When they left the restaurant she was still vaguely simmering. On impulse she said, “Let’s walk.” The night air and some exercise might dispel her admittedly unreasonable sense of anger and frustration, and give her the courage to tell him the truth, a task that seemed more impossible by the minute.
They were not very far from the waterfront, and by tacit consent they headed in that direction, past the railway station and along Tamaki Drive, where the dark waters of the Waitemata lapped at the stones along the foreshore and reflected the lights of the city. The night was cool but clear and dry, and what wind there had been during the day had died now.
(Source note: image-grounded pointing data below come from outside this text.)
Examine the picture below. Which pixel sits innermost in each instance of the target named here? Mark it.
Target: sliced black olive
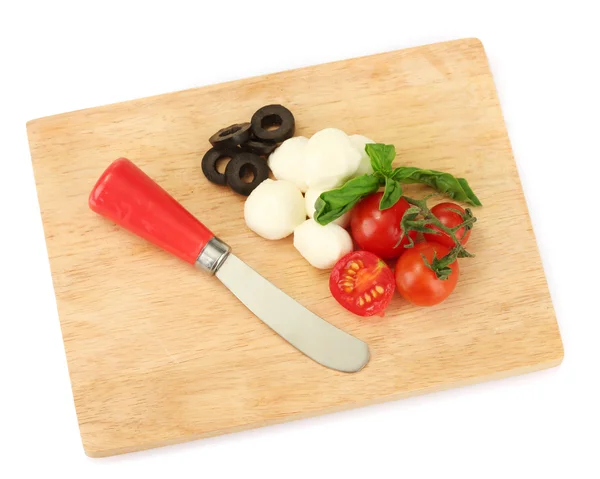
(209, 164)
(231, 136)
(242, 165)
(261, 148)
(273, 123)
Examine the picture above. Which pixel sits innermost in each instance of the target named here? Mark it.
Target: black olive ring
(231, 136)
(261, 148)
(209, 164)
(273, 116)
(241, 164)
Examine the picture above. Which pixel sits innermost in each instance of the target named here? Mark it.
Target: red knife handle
(126, 195)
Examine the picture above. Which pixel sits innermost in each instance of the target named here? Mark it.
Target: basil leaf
(456, 188)
(381, 157)
(333, 204)
(391, 194)
(469, 192)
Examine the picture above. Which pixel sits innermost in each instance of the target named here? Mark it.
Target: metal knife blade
(310, 334)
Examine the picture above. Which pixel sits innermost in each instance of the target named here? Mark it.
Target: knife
(127, 196)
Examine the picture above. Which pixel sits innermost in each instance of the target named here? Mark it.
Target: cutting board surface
(159, 353)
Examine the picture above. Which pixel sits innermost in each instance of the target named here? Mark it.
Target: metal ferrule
(212, 256)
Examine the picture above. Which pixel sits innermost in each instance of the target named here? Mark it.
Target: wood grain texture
(159, 353)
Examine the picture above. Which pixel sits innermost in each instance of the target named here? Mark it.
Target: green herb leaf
(465, 185)
(456, 188)
(381, 157)
(391, 194)
(333, 204)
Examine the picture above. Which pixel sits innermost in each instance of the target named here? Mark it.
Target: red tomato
(362, 283)
(416, 282)
(451, 219)
(378, 231)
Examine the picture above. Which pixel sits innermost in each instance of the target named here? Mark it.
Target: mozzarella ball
(274, 209)
(322, 246)
(331, 159)
(288, 161)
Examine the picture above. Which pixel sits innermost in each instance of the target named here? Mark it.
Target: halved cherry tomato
(379, 231)
(416, 282)
(362, 283)
(451, 219)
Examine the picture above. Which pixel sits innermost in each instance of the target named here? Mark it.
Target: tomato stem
(440, 266)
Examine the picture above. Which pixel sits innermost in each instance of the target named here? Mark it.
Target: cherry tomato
(451, 219)
(378, 231)
(416, 282)
(362, 283)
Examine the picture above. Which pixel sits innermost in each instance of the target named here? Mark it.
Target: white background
(57, 57)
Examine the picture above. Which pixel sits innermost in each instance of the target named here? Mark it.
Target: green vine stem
(420, 218)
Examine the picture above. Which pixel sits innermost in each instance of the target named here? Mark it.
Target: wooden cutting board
(158, 353)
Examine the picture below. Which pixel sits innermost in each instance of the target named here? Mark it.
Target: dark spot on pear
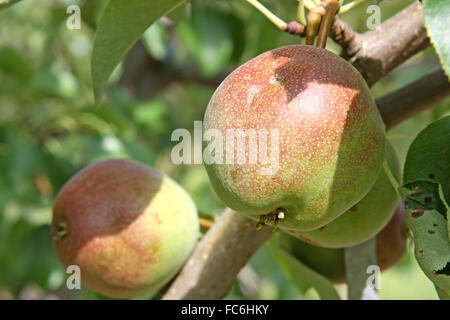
(417, 213)
(428, 199)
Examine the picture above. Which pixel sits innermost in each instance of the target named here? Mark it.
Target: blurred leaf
(14, 64)
(304, 277)
(7, 3)
(92, 10)
(154, 40)
(57, 84)
(208, 37)
(121, 24)
(39, 259)
(436, 14)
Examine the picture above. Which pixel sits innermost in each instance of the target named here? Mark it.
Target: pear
(128, 227)
(293, 137)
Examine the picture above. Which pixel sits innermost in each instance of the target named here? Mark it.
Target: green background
(50, 127)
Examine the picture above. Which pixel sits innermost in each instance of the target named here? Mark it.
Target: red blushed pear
(366, 218)
(128, 227)
(331, 139)
(391, 247)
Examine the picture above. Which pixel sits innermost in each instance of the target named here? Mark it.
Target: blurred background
(50, 127)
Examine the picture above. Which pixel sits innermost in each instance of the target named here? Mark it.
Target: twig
(416, 97)
(375, 53)
(331, 9)
(218, 258)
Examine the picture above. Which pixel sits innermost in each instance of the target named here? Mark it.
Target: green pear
(298, 139)
(126, 226)
(366, 218)
(391, 244)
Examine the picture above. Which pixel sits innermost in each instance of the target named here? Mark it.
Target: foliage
(50, 126)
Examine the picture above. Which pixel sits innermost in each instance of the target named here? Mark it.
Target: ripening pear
(128, 227)
(391, 244)
(364, 219)
(293, 135)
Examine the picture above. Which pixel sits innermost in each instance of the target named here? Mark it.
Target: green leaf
(429, 156)
(121, 25)
(436, 13)
(209, 38)
(302, 276)
(7, 3)
(14, 64)
(426, 193)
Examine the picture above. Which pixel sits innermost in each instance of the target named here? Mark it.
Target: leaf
(428, 157)
(426, 193)
(121, 25)
(7, 3)
(209, 38)
(436, 13)
(302, 276)
(357, 259)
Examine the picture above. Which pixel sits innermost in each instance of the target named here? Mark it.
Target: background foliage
(50, 126)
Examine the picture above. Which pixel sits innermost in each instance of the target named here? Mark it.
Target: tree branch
(375, 53)
(233, 239)
(225, 249)
(416, 97)
(230, 243)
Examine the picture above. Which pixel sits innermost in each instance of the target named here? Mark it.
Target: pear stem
(314, 17)
(349, 6)
(330, 11)
(391, 177)
(301, 12)
(205, 223)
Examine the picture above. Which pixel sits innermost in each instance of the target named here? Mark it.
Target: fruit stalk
(314, 17)
(330, 11)
(269, 15)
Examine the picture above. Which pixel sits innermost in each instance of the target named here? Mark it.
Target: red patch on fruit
(417, 214)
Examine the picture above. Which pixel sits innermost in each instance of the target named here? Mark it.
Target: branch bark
(232, 240)
(375, 53)
(416, 97)
(225, 249)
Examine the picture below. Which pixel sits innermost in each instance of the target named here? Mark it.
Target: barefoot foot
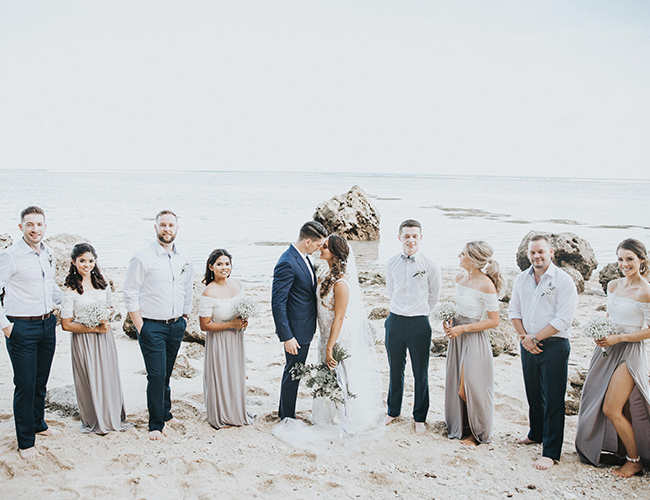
(525, 440)
(629, 469)
(29, 453)
(50, 432)
(544, 463)
(155, 436)
(469, 441)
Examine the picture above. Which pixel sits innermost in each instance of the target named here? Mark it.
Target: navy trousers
(413, 334)
(31, 349)
(289, 387)
(159, 344)
(545, 378)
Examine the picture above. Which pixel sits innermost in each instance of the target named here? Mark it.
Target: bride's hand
(329, 359)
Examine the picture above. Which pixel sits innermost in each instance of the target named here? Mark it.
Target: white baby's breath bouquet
(93, 315)
(599, 328)
(445, 311)
(321, 380)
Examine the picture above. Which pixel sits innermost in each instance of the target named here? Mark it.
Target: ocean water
(255, 215)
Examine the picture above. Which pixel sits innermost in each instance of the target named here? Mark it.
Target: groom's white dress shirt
(28, 280)
(413, 284)
(159, 284)
(551, 302)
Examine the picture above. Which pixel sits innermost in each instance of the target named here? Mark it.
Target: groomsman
(413, 282)
(158, 295)
(27, 276)
(544, 301)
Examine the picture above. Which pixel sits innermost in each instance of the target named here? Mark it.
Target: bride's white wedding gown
(362, 415)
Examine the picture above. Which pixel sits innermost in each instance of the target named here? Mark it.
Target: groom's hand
(292, 346)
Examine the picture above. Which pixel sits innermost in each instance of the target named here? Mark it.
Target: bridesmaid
(615, 403)
(95, 367)
(469, 385)
(224, 374)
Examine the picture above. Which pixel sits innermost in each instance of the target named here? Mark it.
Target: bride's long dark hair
(340, 251)
(74, 279)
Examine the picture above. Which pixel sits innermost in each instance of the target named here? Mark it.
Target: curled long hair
(340, 251)
(74, 280)
(212, 258)
(639, 250)
(480, 253)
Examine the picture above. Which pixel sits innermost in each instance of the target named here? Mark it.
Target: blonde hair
(480, 253)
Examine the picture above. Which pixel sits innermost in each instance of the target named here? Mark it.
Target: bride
(342, 321)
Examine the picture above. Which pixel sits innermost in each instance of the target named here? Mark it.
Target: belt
(170, 321)
(31, 318)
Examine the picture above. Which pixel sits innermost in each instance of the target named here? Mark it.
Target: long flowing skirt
(224, 379)
(96, 373)
(472, 353)
(595, 432)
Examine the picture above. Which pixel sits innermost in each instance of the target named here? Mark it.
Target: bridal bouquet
(94, 314)
(445, 311)
(599, 328)
(321, 380)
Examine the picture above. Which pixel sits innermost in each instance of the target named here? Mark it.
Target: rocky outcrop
(570, 251)
(577, 278)
(351, 215)
(608, 273)
(63, 400)
(62, 244)
(5, 241)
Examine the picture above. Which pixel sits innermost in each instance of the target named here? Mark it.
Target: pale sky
(498, 87)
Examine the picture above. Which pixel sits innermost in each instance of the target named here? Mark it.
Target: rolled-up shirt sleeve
(514, 308)
(6, 270)
(567, 304)
(133, 280)
(189, 289)
(435, 283)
“Am I going too fast?” Grant asked her once.
“No.” Rennie shook her head. “I like a decent pace.”
He smiled down at her and tucked her hand into the crook of his arm. “Good. So do I.”
Eventually they stopped and leaned over a railing, listening to the water chuckling and slapping amongst the stones, and watching the coloured ripples made by the lights. Rennie raised a hand to push back her hair, and Grant shifted his arm to put it round her, his hand cupping her shoulder.
She turned her head to him, found him gazing out at the water, and waited until he looked down at her, waited for the flare of awareness in his eyes. And it came. She held her breath. His hand tightened, and then he dropped it, leaning back on the railing apparently casually. “Ready now?” he said.
Rennie was experiencing a sharp sense of disappointment. “Ready?” she repeated blankly. “For what?”
“To talk about Ethan,” he said levelly. “Tell me about it.”